# Buddy's trip to Norfolk



## DONNA

Its offical cockapoo's are taking over the world !!! Our first day in Norfolk and we see at least 8-10 cockapoo's just down one street in Wells -next -the -sea.
Mind you they all thought Buddy was a labradoodle !! i must say though he is twice as big as all the cockapoo's we saw.

Anyway heres some photos of his trip and of the day at the beach with Pixie and Buffy ....enjoy x



















Buddy got himself a girlfriend!!!


















Think this is Buffy ? they are so a like i cant tell one from the other









Pixie


----------



## Nadhak

Donna - they are fantastic photos - Pixie and Buffy are gorgeous too x You look to have had a fantastic time!


----------



## DONNA

We did thanks even though weather not great (we missed you thoughxx)


----------



## francesjl

Lovely photos.
Looks like you got some good weather !
Is that Blakeney ?


----------



## DONNA

Yes some are Blakeney and some are at Holkham beach


----------



## csb

Great photo's Donna, what gorgeous poo's !!!


----------



## emmelg

Wow how alike are they, they are all beautiful poos xx

They look like they had so much fun xx


----------



## Janev1000

Fab pics! Loving all the choccie poos! We went there two years in a row. Fantastic place and Holkham is amazing - the sort of beach that makes you want to get a dog! x


----------



## Stela12

Beautiful pictures! Love the first one and Buddy's coat!


----------



## lilaclynda

oh my goodness i cant believe it we were at holt the week of the 19th may and we went to Wells next the sea and Holkham ,fab pictures shame we didnt see you x


----------



## mariag

Thought I recognised the locations, my Mum lives near Holt so we quite often go up to Norfolk


----------



## JoJo

lovely photos Donna .. what a fab break


----------



## anndante

Lovely pics.We were in Wells, Holkham and Blakeney two weeks ago! And other places in Norfolk for two weeks. Saw quite a few cockapoos on our travels round. Holkham beach is amazing! Miles of beach with just us on it. Took Polly on a boat trip to see the seals at Blakeney Point so she's now a sea dog!  Stayed in Wells next the sea for second week but in Winterton on Sea for the first, which is so dog friendly it was wonderful! And another huge beach with hardly anyone on it.


----------



## Ali79

Great photos Donna - haven't seen Pixie since the All About Dogs day last year and can't believe how much she has changed. Wells is a lovely place and we often go there for a day trip as not too far


----------



## pixie

Thanks Donna for taking such fab photos of another fantastic day meeting up! They do all look so alike in the photos, we were so lucky with the weather when we ate our picnic in sand dunes overlooking panoramic views of Holkham beach..... Stunning! We go to this beach many times a year and Im always blown away by how wow it is....perfect for dog walking and kid walking too! Still amazed Leo didn't moan once, Buddy is such fun and Your kids are so lovely too! .... Roll on next time . Bex x


----------



## DONNA

Yep we were so lucky with the weather that day (lots of sunburnt faces)
Cant wait to return !

Someone should organize a cockapoo meet at holkham beach ,now that would be a great day out!


----------



## anndante

DONNA said:


> Yep we were so lucky with the weather that day (lots of sunburnt faces)
> Cant wait to return !
> 
> Someone should organize a cockapoo meet at holkham beach ,now that would be a great day out!

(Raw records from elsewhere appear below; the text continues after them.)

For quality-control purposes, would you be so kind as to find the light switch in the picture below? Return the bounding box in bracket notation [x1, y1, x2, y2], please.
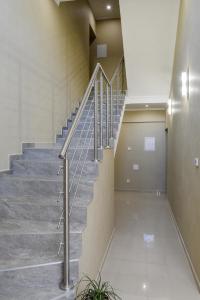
[97, 44, 107, 58]
[194, 157, 199, 168]
[133, 164, 140, 171]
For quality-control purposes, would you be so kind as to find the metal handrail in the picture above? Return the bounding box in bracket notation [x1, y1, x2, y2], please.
[59, 57, 123, 293]
[59, 63, 111, 159]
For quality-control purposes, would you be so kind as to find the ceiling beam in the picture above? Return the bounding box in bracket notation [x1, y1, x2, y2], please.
[55, 0, 76, 6]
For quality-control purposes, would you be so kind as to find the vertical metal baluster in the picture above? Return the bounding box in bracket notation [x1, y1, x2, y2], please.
[94, 80, 98, 161]
[110, 85, 114, 147]
[100, 72, 104, 150]
[106, 83, 110, 148]
[116, 68, 120, 114]
[60, 154, 73, 292]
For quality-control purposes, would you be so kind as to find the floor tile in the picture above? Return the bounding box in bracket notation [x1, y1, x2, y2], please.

Oh wish I lived nearer. That would be great!!


----------



## pixie

Ali79 said:


> Great photos Donna - haven't seen Pixie since the All About Dogs day last year and can't believe how much she has changed. Wells is a lovely place and we often go there for a day trip as not too far


Hi Ali! Yes it's been a long time and PIxie is a big girl now! Hope all is well with you and Beau,we didn't get to meet up did we,maybe next time Donna & co are down us Norfolk/ Suffolk and anybody else should make a proper meet up that would be great like DOnna suggested. X


----------



## dave the dog

Great pictures - with VERY photogenic subjects! The poo's are just beautiful and Norfolk looks lovely.

Meg and Benji x


----------



## Dudley C

*Buddy*

Buddy is beautiful and I hope Dudley will grow to look the same. He's still only 15 weeks so developing his good looks.


----------



## Jedicrazy

Great pics Donna, looks like a fab beach. 

Haven't seen pictures of Pixie and Buffy since they were wee puppies, they look amazing Becky.


----------



## janj

lovely dogs we will have to put that on our list of places to go when we get our poo!


----------



## Nadhak

I am up for a meet at HOLKHAM beach - bring it on!


----------



## Jedicrazy

Nadine, set up a meet! I'd go. Love the beach and would make the effort .


----------



## mariag

It is a fabulous beach.

I've been to Norfolk every year since I was born. We used to stay at Sheringham for our holidays & then my parents retired near Holt


----------



## Ali79

pixie said:


> Hi Ali! Yes it's been a long time and PIxie is a big girl now! Hope all is well with you and Beau,we didn't get to meet up did we,maybe next time Donna & co are down us Norfolk/ Suffolk and anybody else should make a proper meet up that would be great like DOnna suggested. X


Hi Becky - I can't believe it has been so long and Pixie is just gorgeous. We are ok thank you and Beau is doing well with her recovery from meningitis. We would love to meet up so if someone (hint hint Nadine or Donna) would like to arrange a meet we will be there. Look forward to seeing you in the near future and hopefully at the All About Dogs Day in August  x


----------



## wilfiboy

Great photos Donna, what a great catch up ... they all look fabulous, growing up beautifully, you look like you had a greta time x x


----------